As with facial recognition programs, other machine learning models begin with training data. A company might use training data that includes individuals’ self-described race to infer this information. Alternately, indicators of race may have been described in a rubric for relationships between attributes. (These rubrics present an opportunity for stereotypes to infiltrate the process, particularly when inferring race.) Finally, sophisticated algorithms can infer an individual’s race by comparing her online behavior (which may include expressions of her habits, preferences, and interests) to other people known or assumed to be in a particular racial or ethnic group.

This last technique may be entirely based on statistical correlation with no intentional logic for the connection. Algorithms can digest and analyze diverse combinations of data to draw correlations, and the connections they make may not have an obvious relationship to the underlying data. Consider a hypothetical example: a large enough data set may demonstrate a correlation between how quickly you scroll through a page and your gender.

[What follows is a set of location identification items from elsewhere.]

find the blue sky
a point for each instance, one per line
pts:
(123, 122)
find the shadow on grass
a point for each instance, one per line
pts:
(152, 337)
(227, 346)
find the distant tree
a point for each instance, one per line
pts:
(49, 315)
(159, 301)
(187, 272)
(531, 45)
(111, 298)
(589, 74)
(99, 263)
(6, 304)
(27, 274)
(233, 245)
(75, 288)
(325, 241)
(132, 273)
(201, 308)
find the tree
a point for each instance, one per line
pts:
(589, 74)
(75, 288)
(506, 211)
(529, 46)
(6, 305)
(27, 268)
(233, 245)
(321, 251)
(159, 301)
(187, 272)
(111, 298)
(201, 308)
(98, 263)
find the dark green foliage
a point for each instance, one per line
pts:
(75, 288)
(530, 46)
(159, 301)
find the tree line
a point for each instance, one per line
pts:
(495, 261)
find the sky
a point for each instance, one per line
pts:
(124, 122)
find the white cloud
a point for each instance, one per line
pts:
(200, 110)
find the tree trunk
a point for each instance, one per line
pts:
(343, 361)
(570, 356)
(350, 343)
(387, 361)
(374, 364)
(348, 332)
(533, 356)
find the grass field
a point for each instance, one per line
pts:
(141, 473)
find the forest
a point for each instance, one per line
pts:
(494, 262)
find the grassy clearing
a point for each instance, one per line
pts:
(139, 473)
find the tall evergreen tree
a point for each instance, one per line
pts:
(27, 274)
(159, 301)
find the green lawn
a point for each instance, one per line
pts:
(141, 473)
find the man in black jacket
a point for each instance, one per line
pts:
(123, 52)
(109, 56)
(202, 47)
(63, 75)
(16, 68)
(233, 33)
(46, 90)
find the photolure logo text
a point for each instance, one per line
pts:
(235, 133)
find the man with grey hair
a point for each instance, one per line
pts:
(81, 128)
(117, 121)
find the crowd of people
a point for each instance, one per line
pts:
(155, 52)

This kind of insight would not likely be intuitive for an average user, who might not realize that marketing would then be based on information they didn’t share (their gender) that was deduced using technology they may not understand.

How do people feel?

Concerns about data-driven discrimination are not limited to high-profile examples like Facebook’s “Straight Outta Compton” advertising campaign. There is evidence that people have a strong gut reaction against racially-determined personalization in other contexts as well. In the study that CDT conducted with a team from UC Berkeley, we asked individuals to rate how fair they felt it was to personalize advertisements, search results, or pricing based on race. As you can see in the graphic below, people felt differently about personalization within these contexts (there was less variation based on the source of the information–whether it was provided, accurately inferred, or inaccurately inferred). Our research suggests that people are largely uncomfortable with personalization based on race and proxies thereof, regardless of the source and accuracy. Even if a user has directly disclosed their race (“provided” it), personalization based on that trait remains unpopular.

Race across contexts

In our study, respondents described the use of inferred race for targeted advertising to be “somewhat unfair” (-0.41 or -0.54 depending on the accuracy). In the Facebook example discussed later in this article, personal data was used to tailor advertisements based on a person’s ethnic affinity. Facebook guessed this information, or, in the terms used in our study, “race was inferred.”

Where does this leave us?

One thing is clear: people are not excited when they find out that advertisements are targeted to them based on their race. A handful of our study participants had extreme reactions to the notion of race-based targeting — one respondent observed about tailored news based on race, “This sounds like something the KKK would do.” In the face of strong opinions like this, the subtle distinction between Ethnic Affinity and race is unlikely to stand up to the scrutiny of popular opinion.

The distinction may be particularly difficult to highlight when individuals don’t understand the process that is being used to categorize them, or the nuances of the categories themselves. As data sets grow larger and more complex algorithms consider a greater number of characteristics, the relationship between the information we share and the traits inferred from it becomes nebulous to the point of obscurity. As a result, inference based on these models can understandably surprise and upset people.

That said, the technology itself is not to blame for people’s reactions. There are applications that promote civil rights (see: the CFPB example used above) or convenience in inclusive ways. For example, a company that makes a product for a particular hair or skin type will want to target those customers. It is possible that in some cases people would respond more positively if they understood the technical workings behind inferring ethnic affinity as explained in this blog post, but either way it is clear that companies are going to have to overcome a negative gut reaction to the practice.